Quando, appunto, sceglie di fare altrimenti, come in questo demenziale - l'aggettivo non è sempre indice di virtù - horror intitolato In quella casa (Buio Omega), la sua professionalità fallisce clamorosamente sotto il peso di una totale mancanza di sceneggiatura, priva delle più elementari regole della suspense, incapace di filtrare, attraverso lo schermo, anche le emozioni più violente.
Qui poi, per mettersi alla pari con il maestro Dario Argento, che è stato il primo a fare un uso diverso della colonna sonora, D’Amato si fa aiutare dai Goblin, con risultati musicali di esasperante noia, lasciando in mano a un ripetitivo refrain mezzo film in cui non accade proprio nulla.
La storiella, in breve, è quella del solito nevropatico, cresciuto senza papà e mamma. Istigato da una perfida governante, Iris, che nutre verso di lui insani propositi matrimoniali, Francesco, facendo l'imbalsamatore di animali per hobby, a un certo punto pensa di dedicare questa sua abilità manuale anche verso il gentil sesso.

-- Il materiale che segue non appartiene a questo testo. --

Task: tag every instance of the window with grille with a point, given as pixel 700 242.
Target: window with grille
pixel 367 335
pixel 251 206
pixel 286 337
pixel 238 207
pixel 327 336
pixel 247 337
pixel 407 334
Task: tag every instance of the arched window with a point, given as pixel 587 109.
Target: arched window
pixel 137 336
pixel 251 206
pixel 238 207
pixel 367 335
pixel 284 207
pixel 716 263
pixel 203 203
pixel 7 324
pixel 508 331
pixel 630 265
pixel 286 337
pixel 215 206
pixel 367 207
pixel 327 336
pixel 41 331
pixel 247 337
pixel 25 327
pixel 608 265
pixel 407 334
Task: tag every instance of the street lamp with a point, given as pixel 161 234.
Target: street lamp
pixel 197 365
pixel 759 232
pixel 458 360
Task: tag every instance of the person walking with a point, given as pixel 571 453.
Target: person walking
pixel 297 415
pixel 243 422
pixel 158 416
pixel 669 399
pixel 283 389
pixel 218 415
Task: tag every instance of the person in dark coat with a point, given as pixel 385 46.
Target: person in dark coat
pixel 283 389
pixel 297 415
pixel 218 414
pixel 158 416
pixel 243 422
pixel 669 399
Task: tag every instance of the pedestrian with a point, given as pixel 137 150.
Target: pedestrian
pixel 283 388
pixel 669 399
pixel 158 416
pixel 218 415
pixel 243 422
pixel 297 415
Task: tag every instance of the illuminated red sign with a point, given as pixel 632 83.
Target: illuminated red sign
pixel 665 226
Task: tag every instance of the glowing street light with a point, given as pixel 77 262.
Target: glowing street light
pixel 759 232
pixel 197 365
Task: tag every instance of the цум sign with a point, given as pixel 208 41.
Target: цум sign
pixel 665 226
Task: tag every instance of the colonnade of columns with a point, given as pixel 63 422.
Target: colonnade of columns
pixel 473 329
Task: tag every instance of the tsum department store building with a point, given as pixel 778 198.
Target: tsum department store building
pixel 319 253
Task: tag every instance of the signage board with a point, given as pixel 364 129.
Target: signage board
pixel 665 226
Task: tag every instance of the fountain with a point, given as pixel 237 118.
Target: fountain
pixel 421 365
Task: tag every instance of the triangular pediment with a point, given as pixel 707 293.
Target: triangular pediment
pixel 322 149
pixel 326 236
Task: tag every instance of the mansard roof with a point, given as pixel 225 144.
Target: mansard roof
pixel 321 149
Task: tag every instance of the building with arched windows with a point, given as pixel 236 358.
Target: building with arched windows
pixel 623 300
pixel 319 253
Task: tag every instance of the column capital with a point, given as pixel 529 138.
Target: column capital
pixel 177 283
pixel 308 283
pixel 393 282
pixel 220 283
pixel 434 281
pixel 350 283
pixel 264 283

La prima fortunata è la sua fidanzata che, morta per cause naturali - sarà la prima e l'unica - viene trafugata e, appunto imbalsamata.
Il gioco continua con altre povere malcapitate, il tutto in un châlet tirolese post-svizzero moderno e, mentre il ragazzo uccìde, soffrendo e pensando alla sua Giulietta defunta di cui arriverà poi la sorella quasi sosia, la Iris sbriga le faccende di casa, anche le più modeste, come tagliare a pezzi i cadaveri, farne una bella pasta schiumosa e sotterrare tutto, a caldo, in giardino. Ma c’è uno sconosciuto che, insospettito, indaga nell'ombra, non pronuncia parola e interviene al momento giusto dopo che l'ecatombe finale ha in parte ristabilito la dimensione della morale e della giustizia.
Privo di educazione thriller, il film si fa notare per la noia con cui accumula una situazione sempre uguale a se stessa, e per l'inadeguatezza degli interpreti tra cui un protagonista che non sfigurerebbe affatto in un hard core. La ripetizione dei modelli non mette le ali a un sottoprodotto sanguinolento in cui una certa categoria di voyeurs potrà ammirare nudità già in rigor mortis. È tutto così in confusione, e spesso così ridicolo, che non si ha neanche voglia se non c'è l'obbligo, di vedere come andrà a finire. Del tutto assente anche quella certa eleganza patinata e fotoromanzesca che ci rendeva simpatico D'Amato proprio nelle sue scappatelle presso un altro pubblico. Dati per dispersi quindi il ritmo e la suspense, non resta che attendere l'inevitabile grido finale della morta vivente, che promette di diventare una zombie con tutte le carte in regola.